Optimistes, actifs et connectés : les jeunes seniors sont épanouis
2 avril 2021

Optimistes, actifs et connectés : les jeunes seniors sont épanouis

Les seniors, c’est-à-dire les plus de 60 ans, sont très nombreux à trouver que la retraite leur va bien. Pourtant, un nombre important de personnes appréhendent de vieillir et de devenir inactif professionnellement. Le Dr Antoine Piau, gériatre au CHU de Toulouse, déconstruit les stéréotypes affiliés aux séniors, à la dépendance et à la maladie.

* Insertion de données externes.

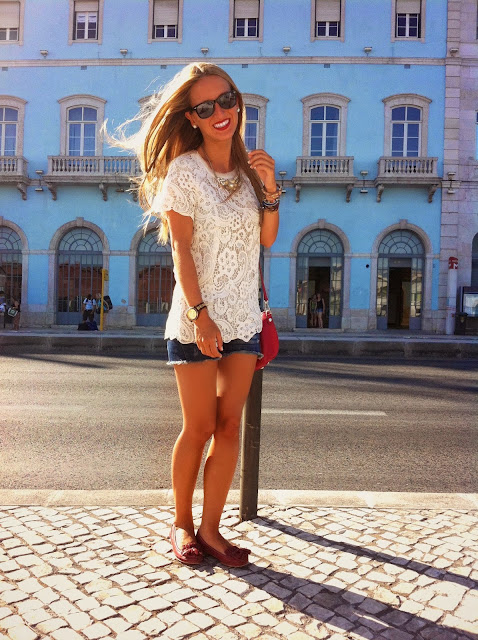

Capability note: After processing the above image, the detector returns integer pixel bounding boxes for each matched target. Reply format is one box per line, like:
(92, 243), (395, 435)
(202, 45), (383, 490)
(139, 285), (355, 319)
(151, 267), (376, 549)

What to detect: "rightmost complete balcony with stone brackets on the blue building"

Bien dans leurs pompes. C’est ainsi qu’apparaissent les retraités dans une enquête de la France Mutualiste, qui croise les regards des plus de 60 ans avec celui des actifs âgés de moins de 60 ans.
Un sondage riche en enseignements, dans lequel les retraités se déclarent en bonne santé (82 %), disent faire de l’activité physique (79 %) et avoir une vision positive de leur retraite (87 %). Ils ont une vie sociale active, sont à l’aise avec les outils numériques (82 %) et échangent sur les réseaux sociaux (64 %).
Et si la famille et les petits-enfants restent une composante importante de leur vie, ce n’est pas la source principale de leur épanouissement. Ce qu’ils préfèrent, c’est plutôt voir leurs amis (50 %) ou leurs amants (56 %), bricoler, jardiner… Bref, profiter de leur temps libre.

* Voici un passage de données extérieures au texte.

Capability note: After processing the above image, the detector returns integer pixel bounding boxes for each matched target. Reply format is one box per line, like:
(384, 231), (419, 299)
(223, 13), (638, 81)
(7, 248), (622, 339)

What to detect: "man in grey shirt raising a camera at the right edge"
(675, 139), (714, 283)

Une vision très éloignée de la perception qu’ont les moins de 60 ans. Pour eux, l’âge de la retraite rime avec solitude (38 %), ennui (29 %) et dépendance (46 %). Les actifs estiment que la vieillesse démarre peu ou prou à la retraite - alors que les « jeunes seniors » situent la vieillesse aux alentours de 75 ans. Comment expliquer ce décalage de perceptions ?
Les réponses du Dr Antoine Piau, gériatre au CHU de Toulouse.

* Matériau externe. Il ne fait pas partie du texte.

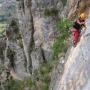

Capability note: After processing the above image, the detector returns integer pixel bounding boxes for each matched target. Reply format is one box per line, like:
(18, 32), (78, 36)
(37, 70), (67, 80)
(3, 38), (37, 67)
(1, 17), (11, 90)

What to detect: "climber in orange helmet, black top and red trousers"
(71, 13), (86, 46)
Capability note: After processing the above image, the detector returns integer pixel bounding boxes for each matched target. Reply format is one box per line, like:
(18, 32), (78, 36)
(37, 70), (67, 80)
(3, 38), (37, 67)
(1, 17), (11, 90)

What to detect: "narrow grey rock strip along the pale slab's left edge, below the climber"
(49, 47), (72, 90)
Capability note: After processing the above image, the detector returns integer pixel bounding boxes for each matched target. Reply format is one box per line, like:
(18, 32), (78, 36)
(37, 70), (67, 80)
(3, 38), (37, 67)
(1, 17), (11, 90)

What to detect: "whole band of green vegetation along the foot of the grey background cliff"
(5, 63), (53, 90)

Les retraités se sentent en bonne santé… le constatez-vous en consultation ?

Dr Antoine Piau. Ce qui est sûr, c’est qu’il y a quelques décennies, l’âge de la retraite professionnelle correspondait à l’âge du début de vieillissement. Mais aujourd’hui, ce n’est plus le cas du tout : à 65 ans, on se sent souvent en pleine forme et on n’a aucune raison de ne pas se sentir comme tel, sauf si l’on est atteint de maladie. On le voit bien en gériatrie. Historiquement, c’est une spécialité qui prend en charge les personnes à partir de 65 ans. Mais aujourd’hui, la moyenne d’âge de nos patients se situe plutôt aux alentours de 85 ans. On n’a pas réactualisé notre vision de la vieillesse, on continue à la percevoir telle qu’elle était avant.

Pourquoi continue-t-on à associer la vieillesse à la maladie et à la dépendance ?

Dr Antoine Piau. D’abord, l’espérance de vie en bonne santé stagne… Quelque part, les craintes liées à la vieillesse ne sont pas infondées. Simplement, plus l’on est jeune, plus l’on a tendance à situer le début de la vieillesse tôt dans le temps. En fait, à 65 ans, on fait certes partie des seniors, mais on n’est ni vieux, ni dépendant - ou très rarement. Le problème tient aussi peut-être à la difficulté de catégoriser cette tranche d’âge. Il y a un mot pour désigner les nouveau-nés, les adolescents, les actifs, les jeunes mamans… Mais pas pour évoquer les différentes périodes qui composent ce qu’on appelle la vieillesse.

Comment expliquer cela ?

Dr Antoine Piau. Sous le terme « vieillesse », on trouve une très grande variété de situations. Entre 0 et 20 ans, on a en gros les mêmes caractéristiques, les mêmes compétences, on sait marcher, courir… Alors qu’à 75 ans, certains sont des marathoniens et dirigent des groupes de 10 000 personnes, quand d’autres sont déments, grabataires ou dépendants. Avoir une vision juste des plus de 60 ans est complexe, à cause de la grande hétérogénéité que l’on retrouve dans cette tranche d’âge. C’est une population qu’il est difficile de cibler ; elle est vite caricaturée ou cantonnée à la maladie.

Selon l’enquête, la retraite serait « un temps privilégié pour prendre soin de soi, voyager, être en contact avec ses proches ».